E infine, siamo sicuri che questa voglia di smantellamento del processo sia un segno di modernità, un modo saggio di costruirci il futuro e non il sintomo evidente della perdita di capacità da parte di un’intera classe intellettuale del paese di immaginare, di leggere e di gestire la complessità del presente? La complessità della giustizia era un tempo un dato sedimentato e condiviso che non smarriva l’animo dei pensanti e faceva cogliere il valore complessivo e positivo di quella macchina processuale che a prima vista, solo ad uno sguardo ingenuo, può apparire irragionevole.

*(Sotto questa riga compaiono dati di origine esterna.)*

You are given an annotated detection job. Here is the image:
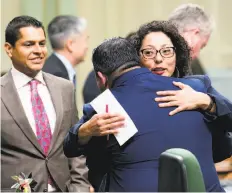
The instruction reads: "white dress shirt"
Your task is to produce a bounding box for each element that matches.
[11,66,56,136]
[11,66,56,192]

Scrive in proposito Charles-Louis de Montesquieu nel suo “spirito delle leggi”: «Se esaminate le formalità della Giustizia in relazione alla fatica che fa un cittadino per farsi restituire quello che è suo o per ottenere soddisfazione di un’offesa, ne troverete senza dubbio troppe. Se le considerate nel rapporto che hanno con la libertà e la sicurezza dei cittadini, ne troverete spesso troppo poche; e vedrete che le fatiche, le spese, le lungaggini, perfino i rischi della Giustizia, sono il prezzo che ogni cittadino paga per la propria libertà».